Dr Vanessa Kay, director of surgical skills at the Dundee Institute of Healthcare Simulation, says, “Obesity is a huge problem in Scotland and that sets difficult challenges for surgeons – these patients tend to have other conditions like diabetes or lung or heart disease which increase risks during procedures.”
That’s why Dr Kay and her colleagues are setting up a new pilot scheme focusing on the needs of obese patients during surgery – the first of its kind in the world. Dr Kay explains, “While there are courses which cover specific operations for obese patients, there has never been an entire course dedicated to the overall surgical care for patients with obesity. But with it being such an important issue in Scotland, there is clearly a need for such a course.”
Although operating on obese patients presents issues across most surgical specialities, it is most prevalent in gynaecology – where some cancers are up to three times more likely to present themselves in obese patients. In these patients there is obviously a need to operate whatever their weight, and although keyhole surgery has proven to be an effective method there is still much to learn about the whole healthcare experience.
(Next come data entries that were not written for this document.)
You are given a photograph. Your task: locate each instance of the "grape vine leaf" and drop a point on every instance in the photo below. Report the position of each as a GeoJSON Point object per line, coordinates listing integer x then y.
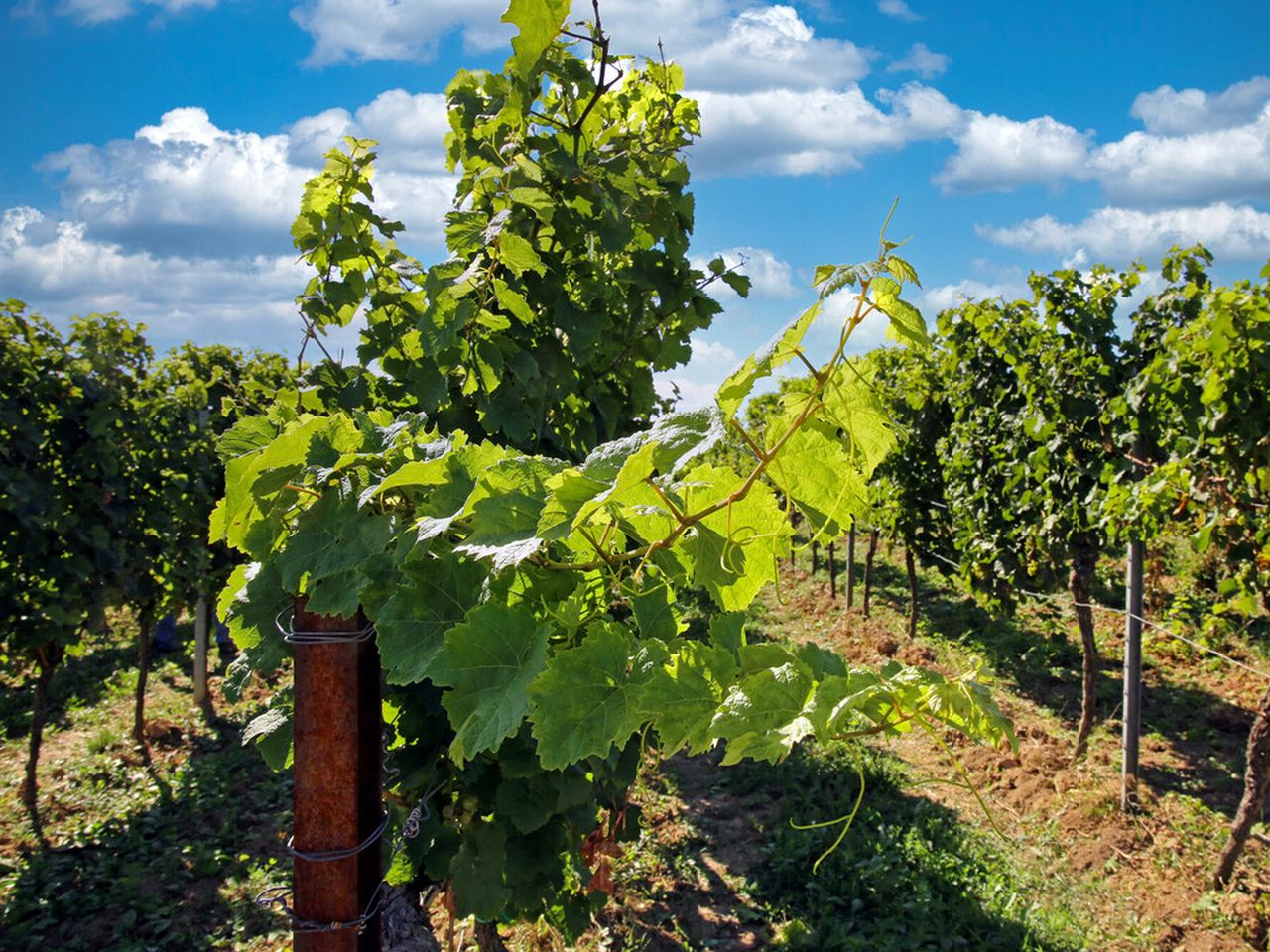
{"type": "Point", "coordinates": [778, 352]}
{"type": "Point", "coordinates": [432, 598]}
{"type": "Point", "coordinates": [587, 699]}
{"type": "Point", "coordinates": [685, 693]}
{"type": "Point", "coordinates": [539, 23]}
{"type": "Point", "coordinates": [763, 716]}
{"type": "Point", "coordinates": [489, 660]}
{"type": "Point", "coordinates": [476, 871]}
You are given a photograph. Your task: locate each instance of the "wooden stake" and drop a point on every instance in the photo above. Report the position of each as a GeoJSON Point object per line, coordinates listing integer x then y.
{"type": "Point", "coordinates": [200, 652]}
{"type": "Point", "coordinates": [869, 557]}
{"type": "Point", "coordinates": [851, 563]}
{"type": "Point", "coordinates": [1132, 676]}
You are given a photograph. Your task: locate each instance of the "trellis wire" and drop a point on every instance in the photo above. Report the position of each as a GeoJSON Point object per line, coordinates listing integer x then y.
{"type": "Point", "coordinates": [320, 638]}
{"type": "Point", "coordinates": [1147, 622]}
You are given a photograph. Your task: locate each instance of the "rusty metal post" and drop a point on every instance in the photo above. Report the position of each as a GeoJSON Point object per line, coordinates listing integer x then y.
{"type": "Point", "coordinates": [336, 800]}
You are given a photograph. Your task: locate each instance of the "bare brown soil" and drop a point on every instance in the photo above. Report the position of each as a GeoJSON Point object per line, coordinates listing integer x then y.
{"type": "Point", "coordinates": [1144, 878]}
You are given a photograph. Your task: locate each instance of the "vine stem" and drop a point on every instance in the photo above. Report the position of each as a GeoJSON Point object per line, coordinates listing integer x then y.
{"type": "Point", "coordinates": [864, 307]}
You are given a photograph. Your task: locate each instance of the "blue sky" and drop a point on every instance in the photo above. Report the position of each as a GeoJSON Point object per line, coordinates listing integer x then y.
{"type": "Point", "coordinates": [155, 149]}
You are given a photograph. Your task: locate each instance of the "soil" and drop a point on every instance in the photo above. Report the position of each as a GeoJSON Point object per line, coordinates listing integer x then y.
{"type": "Point", "coordinates": [1144, 876]}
Dr Kay says, “We are carrying out an assessment of needs. We’re asking healthcare providers about the problems they face and following volunteer patients through the whole process to gain a greater understanding of how we can aid their care.
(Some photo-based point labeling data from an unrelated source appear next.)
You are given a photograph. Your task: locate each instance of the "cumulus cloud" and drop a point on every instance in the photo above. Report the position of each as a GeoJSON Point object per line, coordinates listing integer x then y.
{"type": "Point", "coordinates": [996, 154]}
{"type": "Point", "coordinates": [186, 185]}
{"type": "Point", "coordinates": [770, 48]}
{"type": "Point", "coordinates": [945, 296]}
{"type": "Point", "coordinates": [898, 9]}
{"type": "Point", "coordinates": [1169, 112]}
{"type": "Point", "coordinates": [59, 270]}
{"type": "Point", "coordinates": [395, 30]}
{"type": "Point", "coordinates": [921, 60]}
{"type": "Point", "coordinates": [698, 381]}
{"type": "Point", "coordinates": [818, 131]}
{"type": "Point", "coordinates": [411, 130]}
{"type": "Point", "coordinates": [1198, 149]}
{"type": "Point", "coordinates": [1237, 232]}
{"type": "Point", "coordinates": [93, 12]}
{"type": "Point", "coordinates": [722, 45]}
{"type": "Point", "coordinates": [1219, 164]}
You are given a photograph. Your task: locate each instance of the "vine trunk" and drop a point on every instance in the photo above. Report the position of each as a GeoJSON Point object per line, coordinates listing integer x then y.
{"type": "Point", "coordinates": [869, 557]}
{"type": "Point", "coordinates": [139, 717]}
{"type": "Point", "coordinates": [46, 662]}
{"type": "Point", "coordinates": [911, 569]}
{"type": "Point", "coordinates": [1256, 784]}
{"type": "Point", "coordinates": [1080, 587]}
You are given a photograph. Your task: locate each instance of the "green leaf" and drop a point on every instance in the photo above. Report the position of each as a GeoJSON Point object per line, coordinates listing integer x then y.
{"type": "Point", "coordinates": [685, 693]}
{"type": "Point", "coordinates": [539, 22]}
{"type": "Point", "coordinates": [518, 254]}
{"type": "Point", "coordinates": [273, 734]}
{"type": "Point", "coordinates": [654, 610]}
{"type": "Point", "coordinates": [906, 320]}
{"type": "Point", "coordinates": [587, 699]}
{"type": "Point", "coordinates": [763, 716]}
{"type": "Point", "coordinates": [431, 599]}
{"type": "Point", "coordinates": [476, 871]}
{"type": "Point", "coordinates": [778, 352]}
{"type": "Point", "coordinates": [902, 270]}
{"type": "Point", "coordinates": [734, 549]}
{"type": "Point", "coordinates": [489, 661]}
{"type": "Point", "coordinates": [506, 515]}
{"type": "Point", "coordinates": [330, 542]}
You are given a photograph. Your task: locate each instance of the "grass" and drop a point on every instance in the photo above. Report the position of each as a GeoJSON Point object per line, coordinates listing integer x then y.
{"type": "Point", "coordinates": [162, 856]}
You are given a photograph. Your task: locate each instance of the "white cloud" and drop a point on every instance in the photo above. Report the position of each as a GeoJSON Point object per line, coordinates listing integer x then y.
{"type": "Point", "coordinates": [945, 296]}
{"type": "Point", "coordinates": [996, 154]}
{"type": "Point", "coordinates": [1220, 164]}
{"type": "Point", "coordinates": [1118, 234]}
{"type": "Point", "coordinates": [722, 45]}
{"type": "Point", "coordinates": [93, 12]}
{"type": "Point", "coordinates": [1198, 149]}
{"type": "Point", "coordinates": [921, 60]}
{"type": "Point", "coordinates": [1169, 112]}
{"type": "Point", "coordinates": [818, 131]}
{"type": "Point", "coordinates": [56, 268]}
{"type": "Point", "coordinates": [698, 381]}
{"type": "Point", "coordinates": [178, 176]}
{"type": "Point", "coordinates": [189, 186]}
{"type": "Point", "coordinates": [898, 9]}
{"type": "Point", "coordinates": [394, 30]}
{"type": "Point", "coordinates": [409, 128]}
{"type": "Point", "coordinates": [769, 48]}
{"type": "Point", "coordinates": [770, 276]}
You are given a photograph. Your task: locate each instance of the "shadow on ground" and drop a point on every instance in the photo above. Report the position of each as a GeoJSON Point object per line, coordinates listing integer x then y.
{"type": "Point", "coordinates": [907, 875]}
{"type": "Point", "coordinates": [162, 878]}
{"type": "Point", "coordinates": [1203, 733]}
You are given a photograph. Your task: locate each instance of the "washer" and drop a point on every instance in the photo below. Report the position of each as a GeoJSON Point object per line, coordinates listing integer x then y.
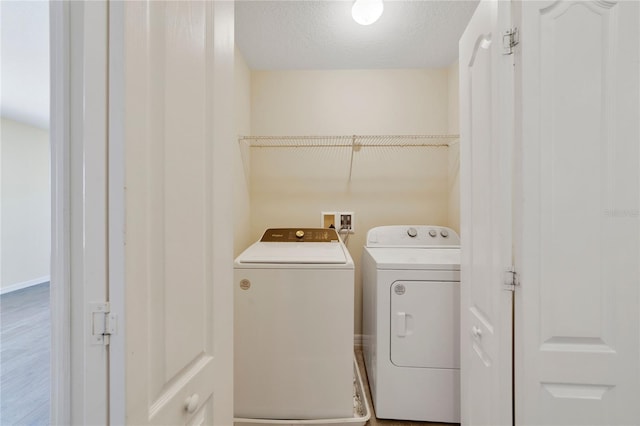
{"type": "Point", "coordinates": [411, 322]}
{"type": "Point", "coordinates": [294, 302]}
“We are also piloting a training course in gynaecology, beginning in spring 2020, and are currently working with a team of medical engineers to build a realistic obese surgical model using plastic material and animal tissue.
“In the future, we plan to introduce obese cadavers to the programme in order to provide the most realistic training available. We are working with the University of Dundee’s anatomy department to purchase special embalming tanks for this purpose, that are designed to hold larger bodies.”
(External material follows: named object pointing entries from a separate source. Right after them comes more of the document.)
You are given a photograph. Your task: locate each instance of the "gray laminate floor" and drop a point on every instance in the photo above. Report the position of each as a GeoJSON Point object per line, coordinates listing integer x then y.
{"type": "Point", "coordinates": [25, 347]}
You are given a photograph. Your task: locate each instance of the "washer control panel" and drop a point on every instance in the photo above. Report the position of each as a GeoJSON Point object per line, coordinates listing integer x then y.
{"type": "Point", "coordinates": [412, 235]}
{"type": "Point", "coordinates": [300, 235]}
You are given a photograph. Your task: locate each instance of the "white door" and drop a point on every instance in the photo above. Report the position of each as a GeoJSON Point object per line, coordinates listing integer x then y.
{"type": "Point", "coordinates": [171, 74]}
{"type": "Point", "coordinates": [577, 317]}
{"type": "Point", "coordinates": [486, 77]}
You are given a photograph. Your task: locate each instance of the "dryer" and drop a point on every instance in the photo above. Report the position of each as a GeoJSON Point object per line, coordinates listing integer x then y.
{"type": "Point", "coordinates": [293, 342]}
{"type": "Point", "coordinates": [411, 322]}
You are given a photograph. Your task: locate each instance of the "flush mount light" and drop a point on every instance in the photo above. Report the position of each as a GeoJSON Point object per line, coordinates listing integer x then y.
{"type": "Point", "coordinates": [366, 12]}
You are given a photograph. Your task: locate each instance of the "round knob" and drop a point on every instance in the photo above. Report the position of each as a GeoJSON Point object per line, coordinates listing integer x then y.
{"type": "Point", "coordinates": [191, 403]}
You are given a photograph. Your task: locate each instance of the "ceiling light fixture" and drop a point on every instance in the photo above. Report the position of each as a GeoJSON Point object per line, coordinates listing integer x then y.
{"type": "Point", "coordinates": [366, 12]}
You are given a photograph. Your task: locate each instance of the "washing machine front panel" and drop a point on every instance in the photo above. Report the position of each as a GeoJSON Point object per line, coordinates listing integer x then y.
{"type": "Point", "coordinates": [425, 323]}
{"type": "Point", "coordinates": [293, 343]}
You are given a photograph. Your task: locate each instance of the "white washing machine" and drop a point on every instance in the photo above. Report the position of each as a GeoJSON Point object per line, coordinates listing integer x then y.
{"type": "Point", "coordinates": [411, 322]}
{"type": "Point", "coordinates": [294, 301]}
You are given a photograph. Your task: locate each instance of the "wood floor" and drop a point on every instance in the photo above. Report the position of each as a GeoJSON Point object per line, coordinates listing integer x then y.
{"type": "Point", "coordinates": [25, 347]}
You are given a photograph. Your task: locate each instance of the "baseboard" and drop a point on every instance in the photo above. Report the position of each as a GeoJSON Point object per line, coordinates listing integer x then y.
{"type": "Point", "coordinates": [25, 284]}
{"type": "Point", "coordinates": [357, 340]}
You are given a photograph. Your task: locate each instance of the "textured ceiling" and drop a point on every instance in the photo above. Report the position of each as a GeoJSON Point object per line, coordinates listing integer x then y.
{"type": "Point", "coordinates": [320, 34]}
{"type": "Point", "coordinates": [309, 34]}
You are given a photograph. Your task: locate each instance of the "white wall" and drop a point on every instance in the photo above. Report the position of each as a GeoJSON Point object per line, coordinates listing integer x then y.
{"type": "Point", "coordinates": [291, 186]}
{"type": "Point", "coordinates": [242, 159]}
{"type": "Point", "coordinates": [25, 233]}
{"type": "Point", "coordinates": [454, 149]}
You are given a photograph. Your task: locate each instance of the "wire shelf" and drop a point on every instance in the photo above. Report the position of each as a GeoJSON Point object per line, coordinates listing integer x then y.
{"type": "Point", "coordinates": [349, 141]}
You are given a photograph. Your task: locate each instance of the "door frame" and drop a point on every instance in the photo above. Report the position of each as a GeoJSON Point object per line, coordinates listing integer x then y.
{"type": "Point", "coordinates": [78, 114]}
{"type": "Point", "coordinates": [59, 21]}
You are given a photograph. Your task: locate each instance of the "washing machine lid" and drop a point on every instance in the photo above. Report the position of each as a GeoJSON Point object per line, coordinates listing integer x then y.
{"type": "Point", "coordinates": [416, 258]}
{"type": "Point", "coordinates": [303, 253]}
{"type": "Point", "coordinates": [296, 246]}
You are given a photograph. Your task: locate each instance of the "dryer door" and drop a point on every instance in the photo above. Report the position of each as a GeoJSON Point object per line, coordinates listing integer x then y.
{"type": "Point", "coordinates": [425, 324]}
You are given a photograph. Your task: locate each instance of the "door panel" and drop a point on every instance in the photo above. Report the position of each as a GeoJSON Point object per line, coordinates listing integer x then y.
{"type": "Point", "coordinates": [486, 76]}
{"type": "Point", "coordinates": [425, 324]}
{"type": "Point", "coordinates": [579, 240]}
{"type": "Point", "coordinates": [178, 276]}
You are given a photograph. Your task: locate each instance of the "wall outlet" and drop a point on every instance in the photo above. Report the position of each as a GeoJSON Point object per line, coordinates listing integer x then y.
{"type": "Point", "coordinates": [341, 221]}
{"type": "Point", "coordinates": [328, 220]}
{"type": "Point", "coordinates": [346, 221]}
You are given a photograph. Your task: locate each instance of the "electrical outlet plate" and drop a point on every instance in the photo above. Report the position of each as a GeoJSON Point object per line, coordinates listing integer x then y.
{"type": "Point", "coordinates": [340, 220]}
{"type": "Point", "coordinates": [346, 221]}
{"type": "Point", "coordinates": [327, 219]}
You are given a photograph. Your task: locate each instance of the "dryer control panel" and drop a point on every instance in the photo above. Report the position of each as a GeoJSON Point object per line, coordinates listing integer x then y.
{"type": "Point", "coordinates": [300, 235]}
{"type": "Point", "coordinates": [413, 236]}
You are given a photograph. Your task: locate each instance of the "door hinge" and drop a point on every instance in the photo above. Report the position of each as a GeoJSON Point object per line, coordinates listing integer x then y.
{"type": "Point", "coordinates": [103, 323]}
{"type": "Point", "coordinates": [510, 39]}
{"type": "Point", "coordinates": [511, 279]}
And while beginning with a focus on gynaecology, the project’s long-term goal is to develop training for all surgical disciplines – introducing compulsory obesity training for healthcare practitioners in Scotland, and also impacting on the medical profession across the globe.
“While obesity is a major issue in Scotland,” adds Dr Kay, “it is also an international problem. In the Middle East, America, all over the world – there are common obstacles faced by surgeons and we hope that this training – which will be open to anyone – will be able to help surgeons and medical staff to combat these effectively.”